The notion that the detention facility at Guantánamo Bay was a recruitment tool for Islamic terrorists was always weak tea, but for an administration that coined the oxymoronic phrase “leading from behind” it was a compelling excuse for an executive order to shutter the prison there. Although Barack Obama never realized his promise to empty out Gitmo by the end of his first year, today he moved a little closer. He released Shaker Aamer, the last British prisoner in custody, and the second release in 42 hours. Together, that brings the prisoner population of Camp Delta down to 112.

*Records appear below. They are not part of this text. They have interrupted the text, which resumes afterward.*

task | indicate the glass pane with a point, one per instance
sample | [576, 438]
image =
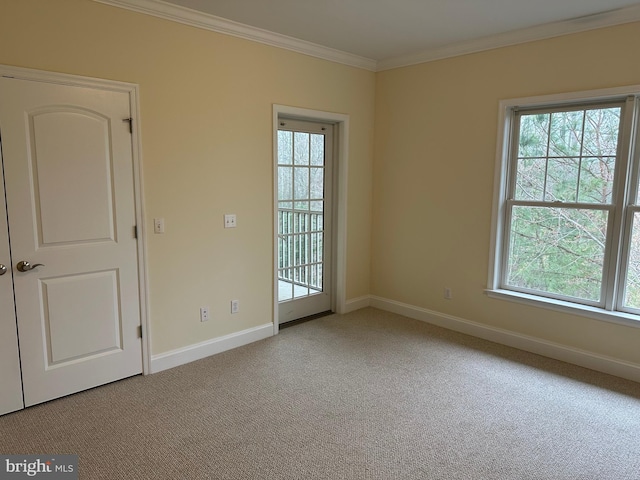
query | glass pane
[317, 150]
[301, 186]
[534, 135]
[562, 179]
[285, 183]
[285, 149]
[566, 134]
[317, 183]
[601, 129]
[596, 180]
[301, 148]
[317, 206]
[530, 179]
[632, 292]
[558, 251]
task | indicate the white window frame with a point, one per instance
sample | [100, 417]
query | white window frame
[500, 222]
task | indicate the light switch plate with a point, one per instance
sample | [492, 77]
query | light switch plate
[158, 225]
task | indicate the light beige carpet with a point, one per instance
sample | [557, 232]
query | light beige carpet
[368, 395]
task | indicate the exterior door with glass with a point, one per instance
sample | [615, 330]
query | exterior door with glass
[304, 207]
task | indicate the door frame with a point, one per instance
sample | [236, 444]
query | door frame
[340, 172]
[136, 146]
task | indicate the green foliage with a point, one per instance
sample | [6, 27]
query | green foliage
[566, 157]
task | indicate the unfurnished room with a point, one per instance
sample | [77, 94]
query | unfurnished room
[360, 240]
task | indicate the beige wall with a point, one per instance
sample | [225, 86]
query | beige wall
[207, 140]
[436, 130]
[206, 107]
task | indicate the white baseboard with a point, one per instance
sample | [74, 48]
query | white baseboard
[583, 358]
[174, 358]
[357, 303]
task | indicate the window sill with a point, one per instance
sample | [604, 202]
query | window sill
[626, 319]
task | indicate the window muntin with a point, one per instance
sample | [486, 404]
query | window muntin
[564, 235]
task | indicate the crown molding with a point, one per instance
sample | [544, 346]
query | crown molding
[187, 16]
[515, 37]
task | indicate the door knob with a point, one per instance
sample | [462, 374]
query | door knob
[23, 266]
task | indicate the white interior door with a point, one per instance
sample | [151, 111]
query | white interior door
[10, 381]
[67, 158]
[304, 212]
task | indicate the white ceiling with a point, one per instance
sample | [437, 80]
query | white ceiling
[390, 33]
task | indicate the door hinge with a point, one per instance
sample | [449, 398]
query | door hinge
[130, 120]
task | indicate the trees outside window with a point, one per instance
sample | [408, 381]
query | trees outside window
[569, 226]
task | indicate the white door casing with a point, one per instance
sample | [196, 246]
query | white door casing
[341, 124]
[71, 207]
[305, 212]
[11, 386]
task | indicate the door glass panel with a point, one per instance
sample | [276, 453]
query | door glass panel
[300, 214]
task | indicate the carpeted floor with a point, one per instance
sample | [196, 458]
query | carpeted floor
[368, 395]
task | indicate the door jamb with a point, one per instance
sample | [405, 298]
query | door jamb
[341, 163]
[134, 103]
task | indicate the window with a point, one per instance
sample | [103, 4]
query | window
[567, 213]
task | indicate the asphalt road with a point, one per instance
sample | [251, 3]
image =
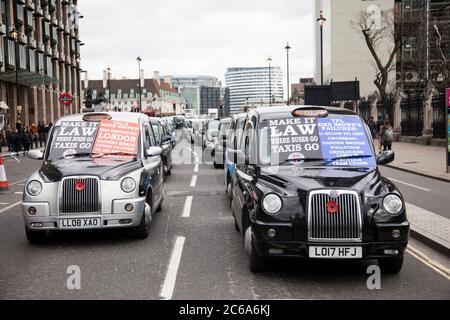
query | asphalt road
[199, 256]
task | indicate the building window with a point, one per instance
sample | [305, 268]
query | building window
[31, 60]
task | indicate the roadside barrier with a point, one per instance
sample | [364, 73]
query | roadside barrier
[4, 186]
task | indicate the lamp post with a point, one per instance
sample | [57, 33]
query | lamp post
[139, 59]
[321, 21]
[270, 80]
[15, 35]
[287, 51]
[109, 86]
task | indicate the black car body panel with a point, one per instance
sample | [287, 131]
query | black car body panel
[296, 184]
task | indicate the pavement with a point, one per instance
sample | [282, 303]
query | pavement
[194, 253]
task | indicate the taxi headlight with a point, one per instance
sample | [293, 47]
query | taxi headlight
[393, 204]
[34, 188]
[272, 204]
[128, 185]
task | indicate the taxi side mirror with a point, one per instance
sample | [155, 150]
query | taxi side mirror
[36, 155]
[385, 157]
[154, 151]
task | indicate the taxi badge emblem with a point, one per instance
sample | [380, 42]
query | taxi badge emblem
[332, 207]
[80, 186]
[334, 194]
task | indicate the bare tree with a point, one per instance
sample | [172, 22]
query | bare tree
[377, 33]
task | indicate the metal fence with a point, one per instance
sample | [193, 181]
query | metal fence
[439, 123]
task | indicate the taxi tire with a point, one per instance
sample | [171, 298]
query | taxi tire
[391, 265]
[142, 231]
[35, 237]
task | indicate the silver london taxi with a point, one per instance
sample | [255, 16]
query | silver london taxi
[99, 171]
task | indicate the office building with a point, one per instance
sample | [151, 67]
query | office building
[254, 86]
[39, 60]
[155, 97]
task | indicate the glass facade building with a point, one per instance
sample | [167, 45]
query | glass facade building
[254, 85]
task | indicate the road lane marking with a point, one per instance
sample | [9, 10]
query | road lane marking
[187, 207]
[411, 185]
[428, 264]
[18, 182]
[10, 207]
[171, 276]
[193, 181]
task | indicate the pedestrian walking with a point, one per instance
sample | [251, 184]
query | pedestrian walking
[27, 140]
[386, 136]
[373, 127]
[16, 141]
[41, 133]
[34, 135]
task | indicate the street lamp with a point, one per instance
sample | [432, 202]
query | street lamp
[15, 35]
[321, 21]
[287, 50]
[139, 59]
[270, 80]
[109, 86]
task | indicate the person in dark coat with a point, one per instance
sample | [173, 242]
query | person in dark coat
[27, 140]
[16, 141]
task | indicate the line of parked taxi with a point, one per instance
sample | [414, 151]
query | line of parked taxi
[304, 183]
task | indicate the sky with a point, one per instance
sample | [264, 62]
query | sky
[195, 37]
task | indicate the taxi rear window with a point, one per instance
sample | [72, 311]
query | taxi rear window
[336, 140]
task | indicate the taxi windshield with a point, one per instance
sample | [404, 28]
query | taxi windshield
[108, 138]
[336, 140]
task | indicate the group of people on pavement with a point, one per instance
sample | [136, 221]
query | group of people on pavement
[382, 130]
[23, 139]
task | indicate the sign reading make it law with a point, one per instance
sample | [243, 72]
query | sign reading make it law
[447, 102]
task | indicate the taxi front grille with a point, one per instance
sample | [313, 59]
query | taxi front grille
[83, 200]
[343, 225]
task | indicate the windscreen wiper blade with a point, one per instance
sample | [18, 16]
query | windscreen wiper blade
[347, 158]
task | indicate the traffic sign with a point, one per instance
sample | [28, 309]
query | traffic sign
[66, 99]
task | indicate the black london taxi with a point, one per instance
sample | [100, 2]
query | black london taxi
[307, 185]
[99, 171]
[164, 140]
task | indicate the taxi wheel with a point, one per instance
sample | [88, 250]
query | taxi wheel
[35, 237]
[143, 230]
[391, 265]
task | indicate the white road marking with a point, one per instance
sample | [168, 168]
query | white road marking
[171, 276]
[428, 264]
[193, 181]
[18, 183]
[10, 207]
[187, 207]
[411, 185]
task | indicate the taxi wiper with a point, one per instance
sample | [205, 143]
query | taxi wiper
[347, 158]
[76, 155]
[289, 161]
[117, 154]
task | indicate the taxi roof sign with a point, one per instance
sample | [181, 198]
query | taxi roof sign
[310, 112]
[96, 117]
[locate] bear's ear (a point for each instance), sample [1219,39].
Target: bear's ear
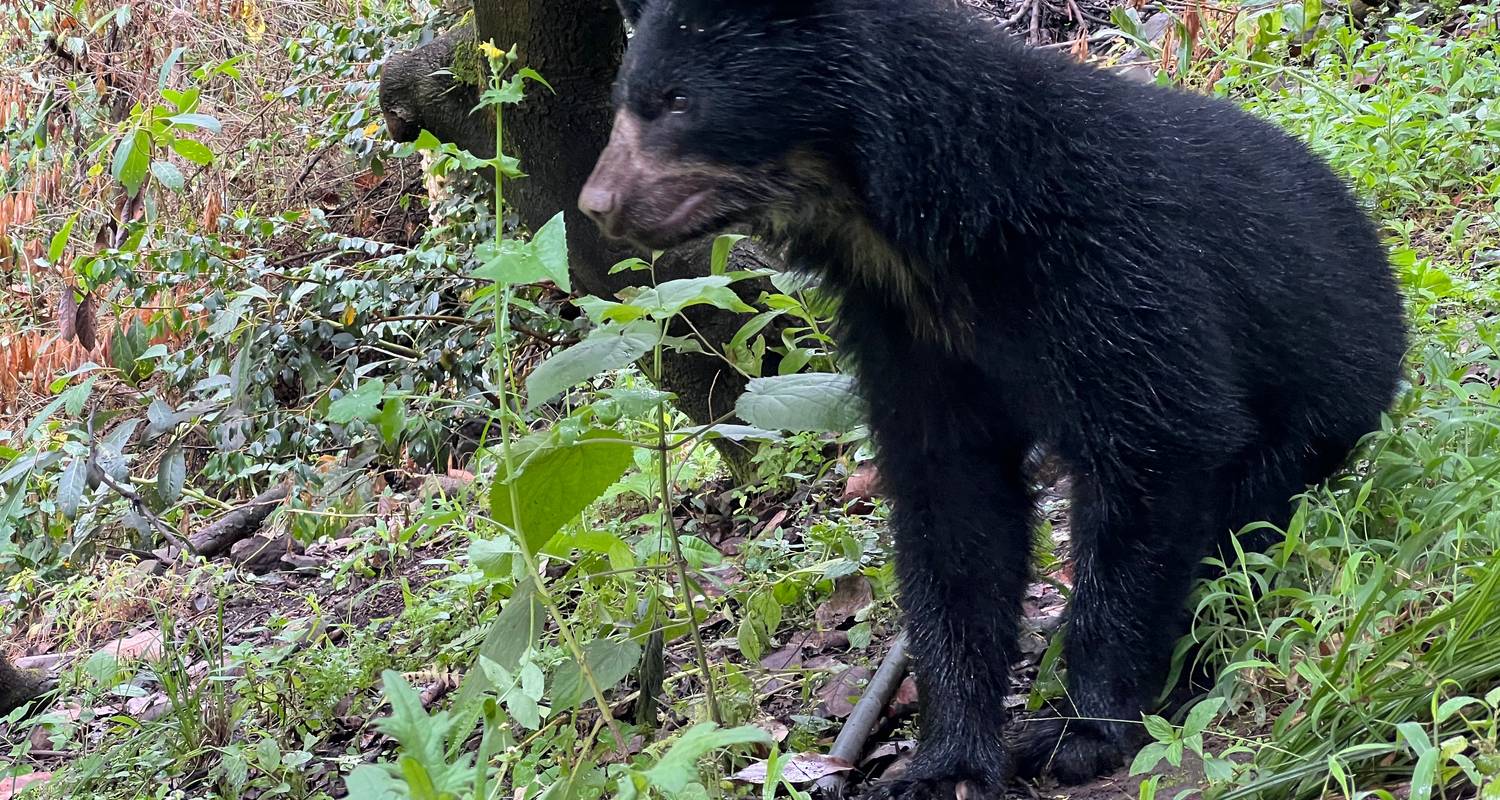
[630,9]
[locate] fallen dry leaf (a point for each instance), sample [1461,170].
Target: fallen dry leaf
[144,646]
[852,595]
[11,787]
[798,769]
[843,691]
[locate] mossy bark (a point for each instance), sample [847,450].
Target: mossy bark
[576,45]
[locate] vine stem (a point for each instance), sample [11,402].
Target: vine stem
[503,299]
[677,550]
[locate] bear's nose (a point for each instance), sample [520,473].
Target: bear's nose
[599,203]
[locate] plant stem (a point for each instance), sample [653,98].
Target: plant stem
[503,297]
[677,550]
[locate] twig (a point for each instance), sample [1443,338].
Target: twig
[855,733]
[137,502]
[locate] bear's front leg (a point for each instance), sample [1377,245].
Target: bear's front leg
[962,518]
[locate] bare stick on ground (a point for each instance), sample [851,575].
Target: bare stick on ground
[857,730]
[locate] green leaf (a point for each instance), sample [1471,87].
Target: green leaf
[132,158]
[171,475]
[719,261]
[192,150]
[494,557]
[1148,758]
[558,482]
[671,297]
[59,245]
[363,403]
[678,767]
[750,640]
[1160,728]
[71,487]
[549,248]
[510,637]
[1200,716]
[392,421]
[609,347]
[198,122]
[168,174]
[810,401]
[608,659]
[165,74]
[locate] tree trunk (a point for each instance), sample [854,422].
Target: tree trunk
[576,47]
[17,688]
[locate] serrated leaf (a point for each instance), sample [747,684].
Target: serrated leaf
[678,766]
[558,482]
[171,475]
[609,662]
[810,401]
[609,347]
[168,174]
[363,403]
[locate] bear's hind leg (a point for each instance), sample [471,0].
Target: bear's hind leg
[1136,556]
[962,517]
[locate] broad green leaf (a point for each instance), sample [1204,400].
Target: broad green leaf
[609,347]
[494,557]
[168,174]
[608,659]
[132,158]
[372,782]
[558,482]
[549,248]
[1200,716]
[192,150]
[1160,728]
[171,475]
[203,122]
[812,401]
[671,297]
[513,632]
[678,767]
[750,640]
[363,403]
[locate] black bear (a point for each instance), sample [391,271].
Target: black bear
[1176,299]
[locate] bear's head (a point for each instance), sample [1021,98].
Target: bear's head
[725,113]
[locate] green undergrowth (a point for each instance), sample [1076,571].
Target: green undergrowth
[1364,652]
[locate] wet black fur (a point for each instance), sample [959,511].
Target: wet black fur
[1178,299]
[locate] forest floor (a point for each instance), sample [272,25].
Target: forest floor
[263,673]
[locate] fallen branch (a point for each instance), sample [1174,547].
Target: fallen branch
[857,730]
[222,533]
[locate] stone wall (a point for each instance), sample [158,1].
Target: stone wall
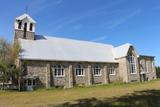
[45,71]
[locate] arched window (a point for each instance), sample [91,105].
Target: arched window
[25,26]
[20,25]
[97,70]
[79,70]
[31,27]
[59,71]
[132,64]
[111,70]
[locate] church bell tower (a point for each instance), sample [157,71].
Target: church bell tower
[24,27]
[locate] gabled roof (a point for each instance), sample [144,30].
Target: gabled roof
[25,16]
[60,49]
[121,51]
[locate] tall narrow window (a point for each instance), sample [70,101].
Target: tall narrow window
[59,71]
[31,27]
[20,25]
[96,70]
[25,26]
[111,70]
[79,70]
[153,67]
[147,66]
[25,29]
[132,64]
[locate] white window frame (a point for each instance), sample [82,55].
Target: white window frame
[111,70]
[132,64]
[79,71]
[59,71]
[97,71]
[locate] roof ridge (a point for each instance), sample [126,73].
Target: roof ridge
[98,43]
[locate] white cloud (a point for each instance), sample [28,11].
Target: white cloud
[123,19]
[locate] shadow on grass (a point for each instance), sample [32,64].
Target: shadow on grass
[148,98]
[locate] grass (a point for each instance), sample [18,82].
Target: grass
[145,94]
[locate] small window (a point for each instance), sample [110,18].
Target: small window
[111,70]
[59,71]
[96,70]
[79,70]
[31,27]
[20,25]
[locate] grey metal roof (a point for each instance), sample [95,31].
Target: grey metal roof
[121,51]
[60,49]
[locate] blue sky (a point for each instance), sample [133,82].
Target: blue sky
[107,21]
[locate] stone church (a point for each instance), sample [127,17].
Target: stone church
[60,62]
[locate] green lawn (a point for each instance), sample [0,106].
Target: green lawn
[145,94]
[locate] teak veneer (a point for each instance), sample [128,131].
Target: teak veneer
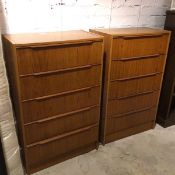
[55,82]
[134,64]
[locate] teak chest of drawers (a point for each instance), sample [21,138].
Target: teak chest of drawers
[55,81]
[133,69]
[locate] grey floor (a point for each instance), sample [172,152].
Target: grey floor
[148,153]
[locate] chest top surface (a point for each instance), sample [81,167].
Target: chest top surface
[137,31]
[52,37]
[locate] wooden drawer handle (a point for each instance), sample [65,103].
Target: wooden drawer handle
[134,95]
[59,94]
[137,58]
[141,36]
[63,93]
[131,112]
[61,44]
[63,136]
[61,115]
[136,77]
[62,70]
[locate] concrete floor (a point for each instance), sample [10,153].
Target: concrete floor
[148,153]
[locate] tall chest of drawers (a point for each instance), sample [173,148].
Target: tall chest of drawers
[55,82]
[133,69]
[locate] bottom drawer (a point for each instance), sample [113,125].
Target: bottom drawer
[47,128]
[47,151]
[128,132]
[125,105]
[115,124]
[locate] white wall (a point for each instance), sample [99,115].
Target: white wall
[49,15]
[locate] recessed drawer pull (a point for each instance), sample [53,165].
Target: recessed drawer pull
[141,36]
[60,44]
[59,94]
[133,95]
[131,112]
[62,136]
[61,115]
[136,77]
[136,58]
[62,70]
[62,93]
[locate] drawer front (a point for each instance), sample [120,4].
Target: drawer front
[44,153]
[51,106]
[138,46]
[115,124]
[38,86]
[52,127]
[44,59]
[136,67]
[125,105]
[120,89]
[128,132]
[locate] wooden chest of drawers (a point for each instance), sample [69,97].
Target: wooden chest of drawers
[133,69]
[55,81]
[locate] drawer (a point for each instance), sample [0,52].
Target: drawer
[53,126]
[43,85]
[131,68]
[131,87]
[50,106]
[50,58]
[51,150]
[128,132]
[125,105]
[115,124]
[126,47]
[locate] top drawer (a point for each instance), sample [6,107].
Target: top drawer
[50,58]
[127,47]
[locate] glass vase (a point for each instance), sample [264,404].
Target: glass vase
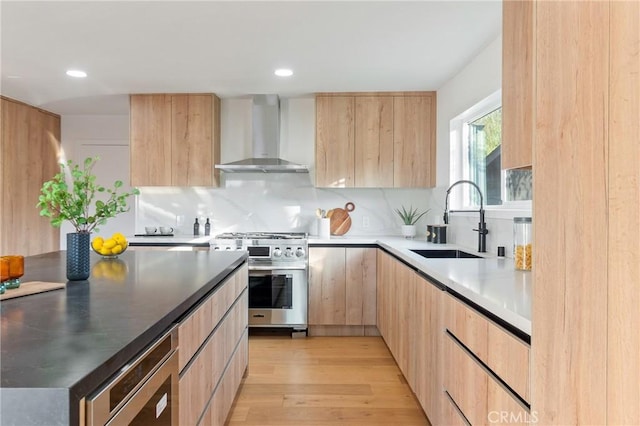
[78,263]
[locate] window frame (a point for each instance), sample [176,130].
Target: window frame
[458,167]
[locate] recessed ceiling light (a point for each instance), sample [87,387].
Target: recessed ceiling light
[283,72]
[76,73]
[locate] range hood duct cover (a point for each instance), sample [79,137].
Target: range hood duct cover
[266,142]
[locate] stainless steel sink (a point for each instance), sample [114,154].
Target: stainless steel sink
[446,254]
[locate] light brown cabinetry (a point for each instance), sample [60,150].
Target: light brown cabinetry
[518,83]
[374,159]
[586,347]
[375,139]
[213,353]
[29,155]
[478,357]
[342,288]
[414,141]
[175,139]
[409,320]
[335,145]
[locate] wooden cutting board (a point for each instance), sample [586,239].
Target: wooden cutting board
[31,287]
[339,219]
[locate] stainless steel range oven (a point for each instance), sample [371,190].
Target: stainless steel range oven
[278,276]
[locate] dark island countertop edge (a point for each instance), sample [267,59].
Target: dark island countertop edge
[118,360]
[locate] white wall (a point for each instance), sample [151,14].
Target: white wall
[273,202]
[106,136]
[288,202]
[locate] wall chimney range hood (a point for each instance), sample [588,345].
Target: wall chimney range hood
[266,142]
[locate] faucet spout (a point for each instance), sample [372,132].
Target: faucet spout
[482,226]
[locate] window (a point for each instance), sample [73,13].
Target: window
[476,144]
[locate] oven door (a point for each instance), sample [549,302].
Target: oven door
[278,297]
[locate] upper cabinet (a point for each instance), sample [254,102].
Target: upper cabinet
[335,145]
[518,78]
[175,139]
[29,149]
[414,141]
[376,140]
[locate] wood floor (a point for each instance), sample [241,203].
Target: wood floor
[323,381]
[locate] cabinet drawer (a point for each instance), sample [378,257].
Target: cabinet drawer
[481,399]
[450,414]
[200,378]
[220,405]
[195,329]
[506,355]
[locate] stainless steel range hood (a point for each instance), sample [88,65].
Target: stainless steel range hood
[266,142]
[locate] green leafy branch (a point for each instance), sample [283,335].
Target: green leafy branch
[73,201]
[411,216]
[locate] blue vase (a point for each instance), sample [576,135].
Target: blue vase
[78,264]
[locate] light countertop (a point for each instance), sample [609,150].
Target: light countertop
[492,283]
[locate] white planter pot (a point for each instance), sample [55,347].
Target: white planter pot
[409,231]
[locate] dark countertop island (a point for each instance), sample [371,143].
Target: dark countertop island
[57,347]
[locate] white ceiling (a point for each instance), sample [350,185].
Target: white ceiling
[232,48]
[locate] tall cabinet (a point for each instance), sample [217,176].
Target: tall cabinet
[175,139]
[585,316]
[29,156]
[518,83]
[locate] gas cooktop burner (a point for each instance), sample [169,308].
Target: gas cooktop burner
[261,235]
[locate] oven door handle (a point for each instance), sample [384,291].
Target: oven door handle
[277,268]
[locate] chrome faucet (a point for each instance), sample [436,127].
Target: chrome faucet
[482,226]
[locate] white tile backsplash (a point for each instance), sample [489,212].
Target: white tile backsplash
[275,202]
[288,202]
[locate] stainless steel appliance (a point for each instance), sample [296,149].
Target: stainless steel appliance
[144,392]
[278,276]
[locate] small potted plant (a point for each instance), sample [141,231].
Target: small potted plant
[409,218]
[71,196]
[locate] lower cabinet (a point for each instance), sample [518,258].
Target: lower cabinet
[485,369]
[213,353]
[409,320]
[342,290]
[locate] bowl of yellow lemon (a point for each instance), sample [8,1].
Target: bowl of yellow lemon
[110,247]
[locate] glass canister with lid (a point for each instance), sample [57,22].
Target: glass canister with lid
[522,243]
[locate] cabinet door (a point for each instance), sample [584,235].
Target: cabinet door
[373,141]
[192,144]
[518,77]
[573,58]
[29,157]
[360,286]
[623,293]
[384,278]
[427,334]
[414,141]
[327,286]
[150,140]
[335,141]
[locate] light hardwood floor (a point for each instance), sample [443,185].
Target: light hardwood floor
[323,381]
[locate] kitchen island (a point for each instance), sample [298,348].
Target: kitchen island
[58,346]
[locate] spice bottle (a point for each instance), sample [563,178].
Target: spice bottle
[522,243]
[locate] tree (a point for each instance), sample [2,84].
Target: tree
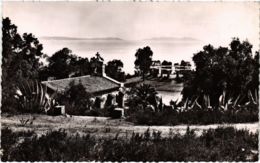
[143,60]
[168,72]
[76,99]
[231,69]
[96,64]
[61,63]
[143,95]
[20,60]
[114,70]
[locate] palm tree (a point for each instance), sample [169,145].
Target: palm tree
[145,94]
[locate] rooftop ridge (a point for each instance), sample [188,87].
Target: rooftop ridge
[66,79]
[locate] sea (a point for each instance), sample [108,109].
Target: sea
[124,50]
[170,50]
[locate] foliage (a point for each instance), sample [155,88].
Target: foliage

So, who is Shaker Aamer? According to the BBC, he is a Saudi national who was captured in Afghanistan shortly after the 9/11 attacks. He was detained on the basis that he had allegedly been involved in fighting at Tora Bora, the al Qaeda stronghold where U.S. forces had been hunting for Osama bin Laden.
Aamer initially denied any involvement in the fighting, maintaining he was in Afghanistan on a humanitarian mission. He later confessed to be being a “member of al Qaeda tied to the European support network” and a “close associate” of bin Laden himself, but then retracted his confession, claiming he he had made it under duress.
But a deeper intelligence assessment suggested that he was in fact part of a broad network of jihadist-minded individuals, influenced by the radical cleric Abu Qatada.
Although the 48-year-old Aamer was never formally charged and was cleared for release back in 2007, during the Bush years, the Pentagon has repeatedly expressed fears that if freed, he will “return to the battlefield.”
Indeed, those concerns are justified. On receiving word of his release, British Prime Minister David Cameron said there were “no plans” to detain him after his arrival, although he is likely to be met at the airport by British officials and detectives.
And if his case is handled the same as other returning detainees, he will soon be free to go on his way, though to where no one can say. At last count, according to Director of National Intelligence James Clapper, 116 of 647 former detainees were confirmed to have re-engaged — a recidivism rate of 17.9% — with another 69 suspected of having re-upped with the enemy.